This article from the World Health Organisation discusses a new strategy for the joint involvement of governments and development agencies in the area of healthcare provision. The idea is to move agencies away from individual responsibility for isolated projects within the health sector, to a ‘sector-wide’ approach (SWAp) whereby every agency shares responsibility for the entire health sector with the government, having more control of overall health policy and less devotion to specific projects. A partnership is developed between national governments and development agencies, the public and private sectors, and NGOs and civil society so as to better use available funds from all sources, attend to the needs of the poor, and improve health and human development.
Sustained improvements in health and welfare require long-term partnerships in which development assistance is used to support national policy. SWAps are more likely to succeed than individual responsibility for discrete projects. Other important findings in this article include:
- The key assumption underlying SWAps is that governments will be better placed to achieve sectoral goals (i.e. improve people’s health) if development assistance is used to support nationally defined policies rather than specific projects.
- SWAps will only succeed if there is sufficient commitment to shared goals, a good macro-economic basis and sound overall public spending.

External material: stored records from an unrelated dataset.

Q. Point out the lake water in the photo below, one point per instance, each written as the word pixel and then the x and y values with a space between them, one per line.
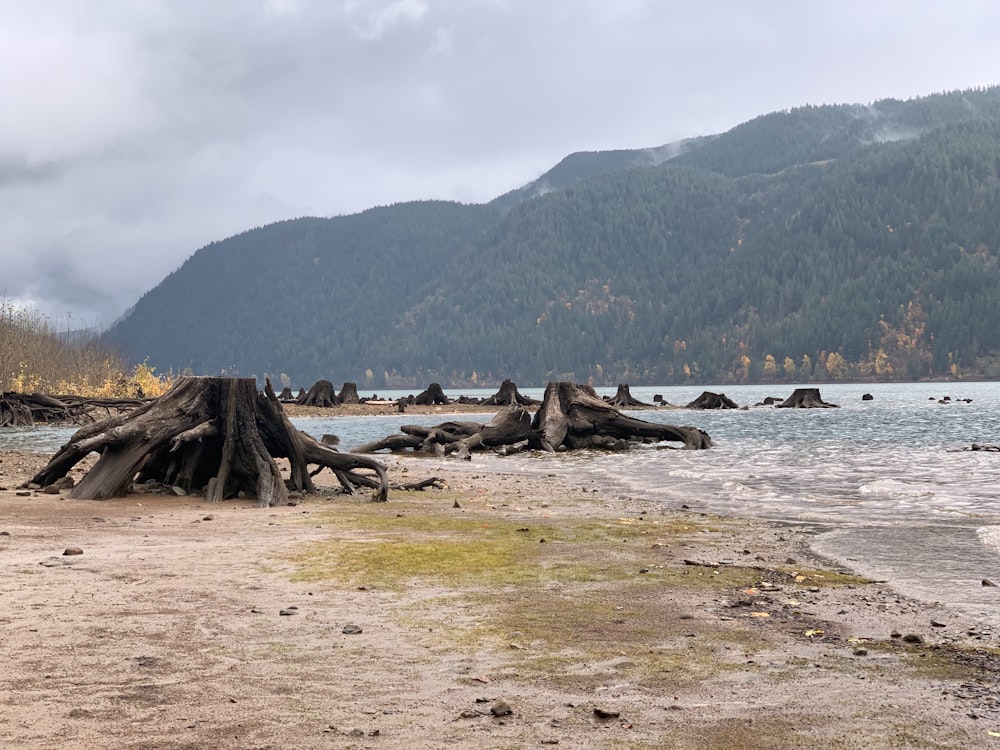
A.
pixel 884 483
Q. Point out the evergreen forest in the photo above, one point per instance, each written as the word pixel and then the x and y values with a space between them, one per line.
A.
pixel 824 243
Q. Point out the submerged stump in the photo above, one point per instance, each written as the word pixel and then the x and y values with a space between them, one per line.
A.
pixel 508 395
pixel 805 398
pixel 217 435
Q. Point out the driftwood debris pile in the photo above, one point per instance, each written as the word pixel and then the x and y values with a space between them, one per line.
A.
pixel 216 436
pixel 571 416
pixel 29 409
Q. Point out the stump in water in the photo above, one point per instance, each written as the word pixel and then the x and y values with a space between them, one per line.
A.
pixel 709 400
pixel 805 398
pixel 213 434
pixel 321 394
pixel 623 398
pixel 349 394
pixel 571 416
pixel 508 395
pixel 574 416
pixel 433 395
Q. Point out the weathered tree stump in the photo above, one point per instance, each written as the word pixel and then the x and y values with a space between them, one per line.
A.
pixel 508 395
pixel 349 394
pixel 574 416
pixel 623 398
pixel 709 400
pixel 509 426
pixel 321 394
pixel 805 398
pixel 432 396
pixel 217 435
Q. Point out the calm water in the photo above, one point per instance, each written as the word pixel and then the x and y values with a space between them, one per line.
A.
pixel 884 483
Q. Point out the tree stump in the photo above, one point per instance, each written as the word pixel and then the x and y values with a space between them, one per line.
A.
pixel 574 416
pixel 321 394
pixel 623 398
pixel 571 416
pixel 349 394
pixel 709 400
pixel 805 398
pixel 508 395
pixel 433 395
pixel 216 435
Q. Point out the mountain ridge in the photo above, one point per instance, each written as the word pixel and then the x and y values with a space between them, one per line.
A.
pixel 756 254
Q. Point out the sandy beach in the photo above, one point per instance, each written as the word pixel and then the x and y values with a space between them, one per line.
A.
pixel 499 611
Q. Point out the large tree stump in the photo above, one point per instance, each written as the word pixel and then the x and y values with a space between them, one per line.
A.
pixel 805 398
pixel 433 395
pixel 709 400
pixel 508 395
pixel 571 416
pixel 623 398
pixel 321 394
pixel 216 435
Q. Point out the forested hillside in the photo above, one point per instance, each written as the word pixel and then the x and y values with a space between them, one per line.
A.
pixel 822 243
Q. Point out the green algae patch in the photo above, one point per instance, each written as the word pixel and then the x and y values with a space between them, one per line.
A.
pixel 388 550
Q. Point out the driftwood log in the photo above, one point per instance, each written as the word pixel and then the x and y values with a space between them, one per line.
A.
pixel 571 416
pixel 709 400
pixel 433 395
pixel 508 395
pixel 213 435
pixel 28 409
pixel 623 398
pixel 321 394
pixel 805 398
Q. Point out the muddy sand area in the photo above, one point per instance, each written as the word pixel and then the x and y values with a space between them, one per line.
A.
pixel 501 611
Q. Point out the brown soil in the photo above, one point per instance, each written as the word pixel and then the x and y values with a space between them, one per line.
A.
pixel 598 622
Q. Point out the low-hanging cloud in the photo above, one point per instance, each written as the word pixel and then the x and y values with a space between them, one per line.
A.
pixel 136 132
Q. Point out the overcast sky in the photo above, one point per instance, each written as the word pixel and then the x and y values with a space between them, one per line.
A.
pixel 134 132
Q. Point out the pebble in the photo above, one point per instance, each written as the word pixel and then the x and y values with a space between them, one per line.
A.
pixel 501 708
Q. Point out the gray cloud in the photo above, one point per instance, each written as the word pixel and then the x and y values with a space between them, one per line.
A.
pixel 136 132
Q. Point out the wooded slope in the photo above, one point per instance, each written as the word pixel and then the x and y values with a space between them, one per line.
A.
pixel 824 242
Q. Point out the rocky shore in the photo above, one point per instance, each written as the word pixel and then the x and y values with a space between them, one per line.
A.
pixel 496 610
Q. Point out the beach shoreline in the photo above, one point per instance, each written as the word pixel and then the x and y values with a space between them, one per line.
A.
pixel 499 610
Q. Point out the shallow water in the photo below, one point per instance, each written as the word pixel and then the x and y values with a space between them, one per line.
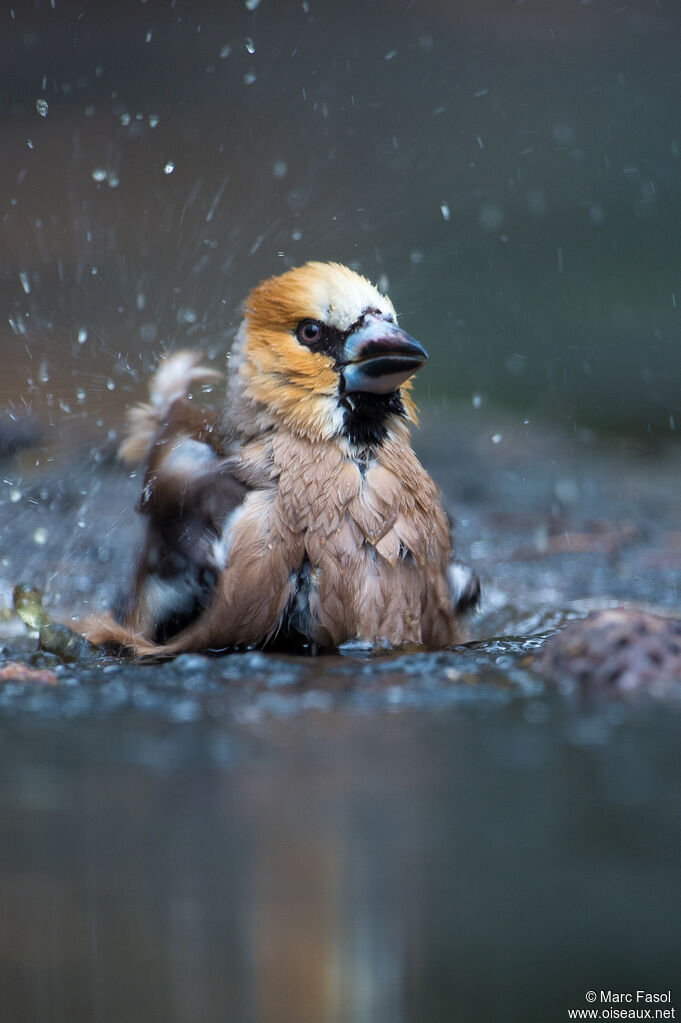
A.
pixel 421 836
pixel 417 837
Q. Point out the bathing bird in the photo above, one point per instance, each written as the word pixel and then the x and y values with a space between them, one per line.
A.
pixel 297 516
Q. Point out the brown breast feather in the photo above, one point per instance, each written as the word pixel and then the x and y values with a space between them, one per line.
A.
pixel 376 543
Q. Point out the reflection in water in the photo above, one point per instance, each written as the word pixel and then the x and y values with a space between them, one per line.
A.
pixel 337 865
pixel 429 840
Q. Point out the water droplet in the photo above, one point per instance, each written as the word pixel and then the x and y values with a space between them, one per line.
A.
pixel 186 315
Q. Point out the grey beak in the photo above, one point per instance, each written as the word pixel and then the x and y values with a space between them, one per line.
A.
pixel 379 357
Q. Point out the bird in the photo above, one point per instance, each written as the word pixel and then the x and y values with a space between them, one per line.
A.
pixel 297 516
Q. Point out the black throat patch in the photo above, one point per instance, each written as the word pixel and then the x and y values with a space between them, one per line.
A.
pixel 366 416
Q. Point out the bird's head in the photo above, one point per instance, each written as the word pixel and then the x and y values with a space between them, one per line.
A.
pixel 320 352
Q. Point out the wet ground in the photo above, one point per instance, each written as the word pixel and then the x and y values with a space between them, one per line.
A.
pixel 438 837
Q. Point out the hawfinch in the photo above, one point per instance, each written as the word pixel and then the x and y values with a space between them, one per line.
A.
pixel 296 517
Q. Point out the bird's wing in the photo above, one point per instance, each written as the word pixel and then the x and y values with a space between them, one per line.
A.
pixel 192 485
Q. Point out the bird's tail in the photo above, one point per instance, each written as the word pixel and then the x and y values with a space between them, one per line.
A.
pixel 173 380
pixel 103 630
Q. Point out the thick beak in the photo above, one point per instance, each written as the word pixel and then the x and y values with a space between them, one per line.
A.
pixel 379 357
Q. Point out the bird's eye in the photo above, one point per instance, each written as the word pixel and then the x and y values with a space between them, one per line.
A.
pixel 309 331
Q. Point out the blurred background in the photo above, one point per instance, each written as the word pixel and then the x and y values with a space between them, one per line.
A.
pixel 508 169
pixel 254 838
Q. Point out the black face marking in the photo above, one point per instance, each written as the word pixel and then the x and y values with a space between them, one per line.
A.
pixel 365 415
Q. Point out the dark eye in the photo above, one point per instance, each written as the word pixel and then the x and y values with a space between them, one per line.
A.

- Donors face a choice between a project focus which ensures that their contribution reaches those in most need, or a sector-wide focus by which they shape policy and attempt to influence the allocation of resources to help the poor across the board.
- Policy documents often fail to address issues: Whereas long-term plans are common, policy frameworks which link strategic analysis and decisions about resource allocation are rare, and yet essential.
Donors and governments must take collective responsibility for sectoral achievements, and therefore donors must judge their success not by the success of an individual project but by success in the sector overall. In fact, as a result of a SWAp, some donors will be obliged to give up the right to select which projects they finance, in exchange for influence in the development of strategy and resource allocation. Furthermore:
- Government ownership is absolutely essential to the success of SWAps, but this must not result in donors urging ill-equipped and incapable governments to take the lead.
- Policy development is not a one-off exercise, but an integral and continuous part of the programme which should define roles for each player, identify policy instruments, set the agenda, and provide guidance for expenditure priorities.
- Targets should be set for a range of programmes, the success of which will indicate sectoral performance overall.
- Because external agencies are involved in policy making and strategy, frictions will arise between them and also with government. It is therefore essential that mechanisms are in place to deal with this.